Ottaviani's dense but highly readable account braids the implacable advance of Hawking's ALS with his determination to not let his impaired body imprison his beautiful mind. Stops along the way provide helpful side notes on subjects such as relativity to ease understanding of the awesomely brain-twisting reality screws that the book indulges. All of this brightly illustrates the universe-spanning leaps Hawking's mind took even while his body was confined to a motorized wheelchair and his voice replicated via computer monotone. This might be an illustrated biography, but it's no children's book.
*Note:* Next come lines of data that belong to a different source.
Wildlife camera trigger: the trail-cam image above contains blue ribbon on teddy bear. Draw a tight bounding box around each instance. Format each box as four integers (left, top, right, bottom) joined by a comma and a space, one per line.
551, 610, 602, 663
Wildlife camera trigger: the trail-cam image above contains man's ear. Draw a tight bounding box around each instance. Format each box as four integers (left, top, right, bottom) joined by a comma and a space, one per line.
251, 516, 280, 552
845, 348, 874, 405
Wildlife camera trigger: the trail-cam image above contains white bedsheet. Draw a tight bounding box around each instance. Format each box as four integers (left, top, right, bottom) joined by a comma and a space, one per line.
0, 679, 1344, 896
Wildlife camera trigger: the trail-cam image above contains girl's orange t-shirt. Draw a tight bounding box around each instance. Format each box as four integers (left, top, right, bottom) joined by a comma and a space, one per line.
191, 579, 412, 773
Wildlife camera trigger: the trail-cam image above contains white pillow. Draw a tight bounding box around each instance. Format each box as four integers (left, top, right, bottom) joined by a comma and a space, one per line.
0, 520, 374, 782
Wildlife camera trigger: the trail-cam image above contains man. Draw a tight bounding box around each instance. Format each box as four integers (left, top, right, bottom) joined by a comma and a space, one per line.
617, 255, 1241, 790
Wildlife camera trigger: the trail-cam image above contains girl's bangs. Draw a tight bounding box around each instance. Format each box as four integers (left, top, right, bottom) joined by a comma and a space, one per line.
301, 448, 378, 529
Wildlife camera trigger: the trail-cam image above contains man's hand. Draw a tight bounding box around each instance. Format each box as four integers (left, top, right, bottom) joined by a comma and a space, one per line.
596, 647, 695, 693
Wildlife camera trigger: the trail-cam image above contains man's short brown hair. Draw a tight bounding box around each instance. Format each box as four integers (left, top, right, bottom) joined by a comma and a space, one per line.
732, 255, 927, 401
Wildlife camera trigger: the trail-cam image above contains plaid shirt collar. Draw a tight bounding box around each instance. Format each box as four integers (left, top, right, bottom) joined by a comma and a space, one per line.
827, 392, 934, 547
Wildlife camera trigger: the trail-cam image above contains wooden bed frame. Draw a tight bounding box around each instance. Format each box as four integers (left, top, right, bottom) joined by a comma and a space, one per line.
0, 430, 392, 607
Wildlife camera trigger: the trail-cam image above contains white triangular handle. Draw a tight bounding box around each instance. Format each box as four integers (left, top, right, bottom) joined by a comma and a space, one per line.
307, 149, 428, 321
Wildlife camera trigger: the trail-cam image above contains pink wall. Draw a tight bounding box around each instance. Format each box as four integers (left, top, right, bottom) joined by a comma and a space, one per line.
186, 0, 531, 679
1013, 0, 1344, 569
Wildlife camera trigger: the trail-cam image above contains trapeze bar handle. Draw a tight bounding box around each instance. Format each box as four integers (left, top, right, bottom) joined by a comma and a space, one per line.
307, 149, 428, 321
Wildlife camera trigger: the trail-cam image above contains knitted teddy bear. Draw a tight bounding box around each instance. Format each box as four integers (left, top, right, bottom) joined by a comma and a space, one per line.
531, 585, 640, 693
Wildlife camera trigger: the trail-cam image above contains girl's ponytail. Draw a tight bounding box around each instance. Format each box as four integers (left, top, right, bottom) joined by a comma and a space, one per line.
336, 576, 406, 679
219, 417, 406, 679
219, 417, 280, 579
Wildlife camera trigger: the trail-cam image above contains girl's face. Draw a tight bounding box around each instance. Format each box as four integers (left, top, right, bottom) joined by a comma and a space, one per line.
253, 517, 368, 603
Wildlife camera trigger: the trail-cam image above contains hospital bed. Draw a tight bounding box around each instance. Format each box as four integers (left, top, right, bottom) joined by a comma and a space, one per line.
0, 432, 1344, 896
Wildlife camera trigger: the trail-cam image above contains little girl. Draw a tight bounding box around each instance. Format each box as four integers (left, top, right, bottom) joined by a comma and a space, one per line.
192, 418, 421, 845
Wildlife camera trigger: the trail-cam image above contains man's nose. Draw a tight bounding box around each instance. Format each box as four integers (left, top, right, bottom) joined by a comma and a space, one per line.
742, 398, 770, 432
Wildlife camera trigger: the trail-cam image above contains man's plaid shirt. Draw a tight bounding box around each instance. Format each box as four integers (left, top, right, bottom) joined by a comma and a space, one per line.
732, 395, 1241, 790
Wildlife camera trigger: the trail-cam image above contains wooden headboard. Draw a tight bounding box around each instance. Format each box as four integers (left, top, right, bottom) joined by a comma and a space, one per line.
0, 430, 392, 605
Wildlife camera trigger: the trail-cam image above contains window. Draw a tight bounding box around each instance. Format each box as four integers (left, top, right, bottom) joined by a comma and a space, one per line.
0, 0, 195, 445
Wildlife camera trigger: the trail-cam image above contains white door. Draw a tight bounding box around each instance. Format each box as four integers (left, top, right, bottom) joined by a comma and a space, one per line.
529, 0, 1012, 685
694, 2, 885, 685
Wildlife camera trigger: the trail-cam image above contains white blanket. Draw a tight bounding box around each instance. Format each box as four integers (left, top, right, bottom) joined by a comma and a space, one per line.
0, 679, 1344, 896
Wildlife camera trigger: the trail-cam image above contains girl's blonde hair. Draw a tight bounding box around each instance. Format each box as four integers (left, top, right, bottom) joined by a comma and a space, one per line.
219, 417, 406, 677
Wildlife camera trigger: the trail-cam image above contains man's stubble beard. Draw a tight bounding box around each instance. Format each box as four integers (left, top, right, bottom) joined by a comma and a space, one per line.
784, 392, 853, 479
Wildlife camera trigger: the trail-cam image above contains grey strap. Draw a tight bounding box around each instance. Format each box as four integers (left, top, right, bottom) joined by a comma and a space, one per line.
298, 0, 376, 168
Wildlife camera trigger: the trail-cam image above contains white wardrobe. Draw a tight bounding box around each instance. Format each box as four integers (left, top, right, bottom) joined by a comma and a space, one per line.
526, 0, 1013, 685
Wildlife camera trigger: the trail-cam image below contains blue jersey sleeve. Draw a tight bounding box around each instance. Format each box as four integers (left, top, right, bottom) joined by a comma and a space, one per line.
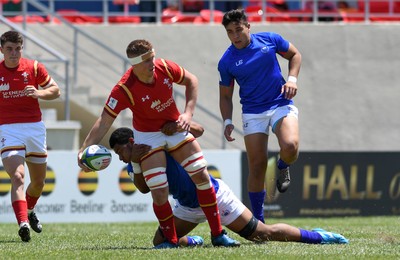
218, 49, 235, 87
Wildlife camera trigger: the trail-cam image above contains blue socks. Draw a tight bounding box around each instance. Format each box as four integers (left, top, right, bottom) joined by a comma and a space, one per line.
249, 190, 266, 223
300, 228, 322, 244
276, 159, 290, 170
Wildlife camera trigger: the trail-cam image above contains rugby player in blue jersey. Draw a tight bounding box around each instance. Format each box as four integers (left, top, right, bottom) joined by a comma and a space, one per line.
110, 125, 348, 246
218, 10, 301, 222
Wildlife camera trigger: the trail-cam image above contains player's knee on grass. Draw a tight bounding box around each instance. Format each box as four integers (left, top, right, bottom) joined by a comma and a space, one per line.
143, 167, 168, 190
181, 152, 207, 177
238, 216, 258, 240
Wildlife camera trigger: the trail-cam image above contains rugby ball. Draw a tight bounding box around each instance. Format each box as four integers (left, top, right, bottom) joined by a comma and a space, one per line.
81, 144, 112, 171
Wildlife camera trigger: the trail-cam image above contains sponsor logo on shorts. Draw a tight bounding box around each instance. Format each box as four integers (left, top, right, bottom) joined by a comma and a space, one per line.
107, 97, 118, 109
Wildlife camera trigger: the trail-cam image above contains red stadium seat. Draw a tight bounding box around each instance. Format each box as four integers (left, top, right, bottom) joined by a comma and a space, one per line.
161, 8, 197, 23
7, 15, 49, 23
194, 9, 224, 23
54, 9, 103, 24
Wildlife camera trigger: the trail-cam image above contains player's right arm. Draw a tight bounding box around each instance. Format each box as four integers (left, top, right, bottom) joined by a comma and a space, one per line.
161, 121, 204, 138
78, 110, 115, 171
219, 85, 235, 142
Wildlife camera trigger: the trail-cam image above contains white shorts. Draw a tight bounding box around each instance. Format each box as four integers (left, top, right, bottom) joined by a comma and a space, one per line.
133, 129, 195, 151
173, 179, 246, 226
242, 105, 299, 136
0, 122, 47, 164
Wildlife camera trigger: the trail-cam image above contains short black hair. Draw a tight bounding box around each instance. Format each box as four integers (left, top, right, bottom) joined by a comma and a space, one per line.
0, 31, 24, 47
222, 9, 248, 27
109, 127, 133, 149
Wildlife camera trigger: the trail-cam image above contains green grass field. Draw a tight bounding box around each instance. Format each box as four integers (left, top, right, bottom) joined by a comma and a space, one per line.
0, 216, 400, 260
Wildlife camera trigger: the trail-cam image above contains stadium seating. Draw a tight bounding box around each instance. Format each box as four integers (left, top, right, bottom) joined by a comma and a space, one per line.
342, 0, 400, 23
193, 9, 224, 23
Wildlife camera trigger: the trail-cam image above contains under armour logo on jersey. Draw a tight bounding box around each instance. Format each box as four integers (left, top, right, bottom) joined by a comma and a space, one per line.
163, 78, 172, 88
261, 46, 269, 53
142, 95, 150, 102
21, 71, 29, 83
107, 97, 118, 109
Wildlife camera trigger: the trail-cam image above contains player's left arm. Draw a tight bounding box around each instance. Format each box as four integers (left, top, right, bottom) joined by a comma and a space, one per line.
281, 43, 301, 99
177, 70, 199, 132
161, 121, 204, 138
24, 79, 61, 100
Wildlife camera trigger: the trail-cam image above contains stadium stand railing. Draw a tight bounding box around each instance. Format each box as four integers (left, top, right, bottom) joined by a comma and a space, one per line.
0, 0, 247, 149
0, 0, 400, 24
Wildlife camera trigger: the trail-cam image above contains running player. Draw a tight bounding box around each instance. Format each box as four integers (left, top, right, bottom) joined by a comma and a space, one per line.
0, 31, 60, 242
78, 40, 239, 248
218, 10, 301, 222
109, 127, 348, 246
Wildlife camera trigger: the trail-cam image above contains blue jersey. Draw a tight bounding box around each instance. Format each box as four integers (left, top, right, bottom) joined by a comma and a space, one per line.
218, 32, 293, 114
165, 153, 219, 208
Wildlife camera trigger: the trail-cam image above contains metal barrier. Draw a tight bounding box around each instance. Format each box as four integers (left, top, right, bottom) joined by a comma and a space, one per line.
0, 0, 400, 24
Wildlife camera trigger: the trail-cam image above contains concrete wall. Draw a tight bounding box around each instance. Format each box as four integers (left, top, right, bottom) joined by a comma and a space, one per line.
3, 24, 400, 151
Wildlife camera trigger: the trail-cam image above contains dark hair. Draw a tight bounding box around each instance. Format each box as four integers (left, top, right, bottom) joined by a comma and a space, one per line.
222, 9, 248, 27
109, 127, 133, 149
126, 40, 153, 58
0, 31, 24, 47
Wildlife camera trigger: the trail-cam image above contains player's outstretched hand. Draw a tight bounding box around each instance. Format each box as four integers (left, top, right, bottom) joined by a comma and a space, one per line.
131, 144, 151, 163
161, 121, 179, 135
78, 151, 93, 172
281, 81, 297, 99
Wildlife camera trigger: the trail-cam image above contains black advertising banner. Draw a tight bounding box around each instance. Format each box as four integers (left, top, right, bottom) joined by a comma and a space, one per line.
242, 152, 400, 217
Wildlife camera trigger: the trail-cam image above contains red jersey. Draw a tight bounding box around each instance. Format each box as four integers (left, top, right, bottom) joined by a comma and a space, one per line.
104, 59, 185, 132
0, 58, 51, 125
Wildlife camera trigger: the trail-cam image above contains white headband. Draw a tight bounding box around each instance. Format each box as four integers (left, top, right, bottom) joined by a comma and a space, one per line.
129, 49, 154, 65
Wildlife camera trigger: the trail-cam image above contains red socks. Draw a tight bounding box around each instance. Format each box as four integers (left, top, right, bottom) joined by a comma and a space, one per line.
197, 187, 222, 237
12, 200, 29, 225
25, 193, 39, 209
153, 201, 178, 244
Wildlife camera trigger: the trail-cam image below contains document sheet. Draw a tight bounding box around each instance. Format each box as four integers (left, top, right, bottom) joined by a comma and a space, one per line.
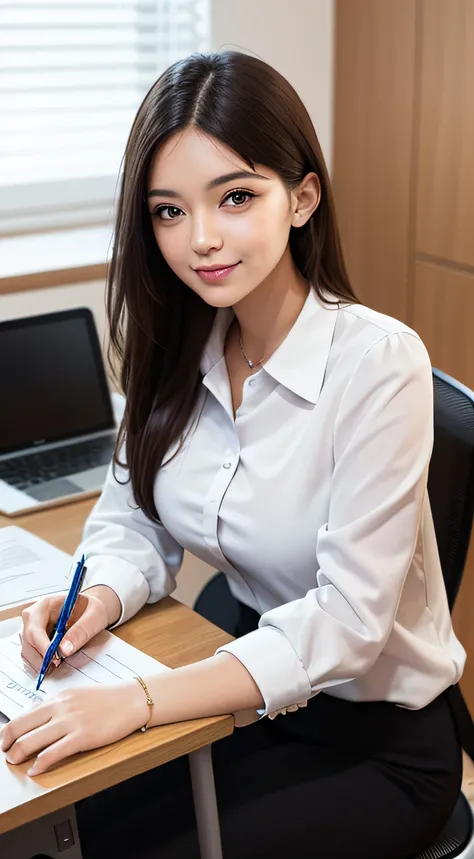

"Hawking" is fortunately narrated in the cheeky manner its subject preferred. Addressing fears that the CERN collider would create black holes (a specialty of his), Hawking assures the audience they are safe: "If you are reading this, then my colleagues and I were right." Ottaviani astutely remembers that Hawking also loved Monty Python and didn't mind taking the odd "Star Trek" cameo. Such details help humanize a man too often remembered for what he did and not who he was.
"They Called Us Enemy," by George Takei, Justin Eisinger and Steven Scott, illustrated by Harmony Becker. (Top Shelf, $19.99.)
Even though they have (finally) been included in school textbooks, the facts contained in "Star Trek" actor George Takei's spare and powerful wartime graphic memoir "They Called Us Enemy" are no less appalling for being widely known.
In an act of stunningly blasé racism, on Feb. 19, 1942, President Franklin Roosevelt signed Executive Order 9066, authorizing the military to create "exclusion areas" from which it could deport any civilians it wished. As Takei notes, it "quickly became obvious" that meant Japanese-Americans. One frame vibrating with modern resonance illustrates the "No Japs" war-fever hysteria as a crowd chanting, "Lock them up!"